In virtue of two females in the house reading it I have discovered a new (to me) genre and given it a new (to all) name, which title appears as the title of this post.
Hermione is patron saint of females pre-sexual still satiated when tittering gleefully over Nancy Drew and Ned Nickerson, with New Kids on the Block on the tiny turntable in the background. Readers in this genre are the next mini-generation up in a world where children are urged and prodded to grow up every 3 to 5 years.
Here it as if the boy band mated with James Dean and reverse produced a little Lord Byron with a teaspoonful sized Bronte plot. Chick Lit (the next generation up again) — a Bridget Jones’ Diary, say — comes as desire for Lord Byron clashes with desire for babies and the white picket fence.

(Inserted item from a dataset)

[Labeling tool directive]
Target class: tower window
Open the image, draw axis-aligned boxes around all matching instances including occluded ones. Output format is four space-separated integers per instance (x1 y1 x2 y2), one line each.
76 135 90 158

That’s what happens when NKOTB gets older but doesn’t grow up and the women look around, “Wha’ happened?!?!” Hermione may be considered the candy cigarette and this new-christened middlin’ version may be seen as the gateway drug.

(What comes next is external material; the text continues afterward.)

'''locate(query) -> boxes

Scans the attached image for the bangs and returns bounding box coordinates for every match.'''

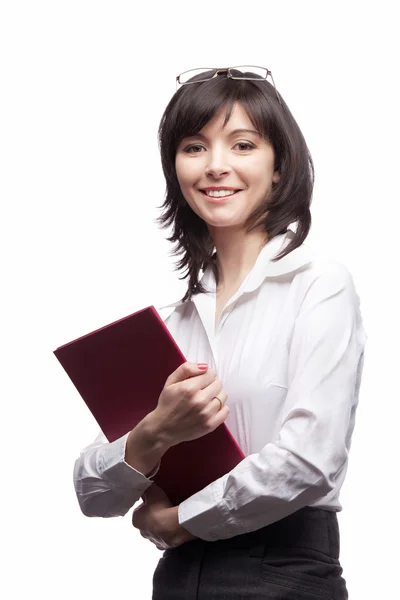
[165,77,280,150]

Hermione notices sex whereas Chiclet Chick Lit involves the smoldering-eyed real possibility of sex. The girl still wants to walk on soft sand in the tender moonlight as the waves lap the shore but if she ends up jammed into a wet dune with a harsh and hairy moonbeam thrusting into it as nature crashes all around her there may be shock and ow, and of course blood, but it will be tastefully, skillfully rendered in some of its glorious detail for the reader, like fat.
It’s beautifully written and accurate to the audience as the girls who read it are of the age and beginning to think those thoughts — Hermione’s crowd pre-sexual; these girls, prehensile — and pernicious in its effects on life actually lived.

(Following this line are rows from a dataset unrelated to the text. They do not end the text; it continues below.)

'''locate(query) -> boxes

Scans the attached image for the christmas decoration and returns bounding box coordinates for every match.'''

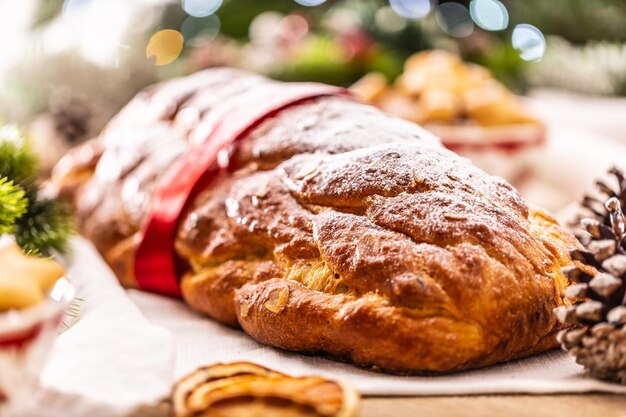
[0,241,66,310]
[173,362,360,417]
[0,125,72,255]
[0,178,26,235]
[555,168,626,384]
[49,96,93,145]
[577,167,626,242]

Because women after reading these three levels of books still want the white picket fence and a manicured lawn behind it besides but they have spent the last damned decade dreaming about boys who kick over fences and mate on manicured lawns because they so deeply feel, ya know?
Except they don’t.
Just as the woman realizes she doesn’t want to marry Lord Byron she see it’s all she’s known in all his maturity-stunted ecstasy. There’s a chance they’ll marry it and get all this knowledge, too late.
Don’t worry. There’s a genre for that too.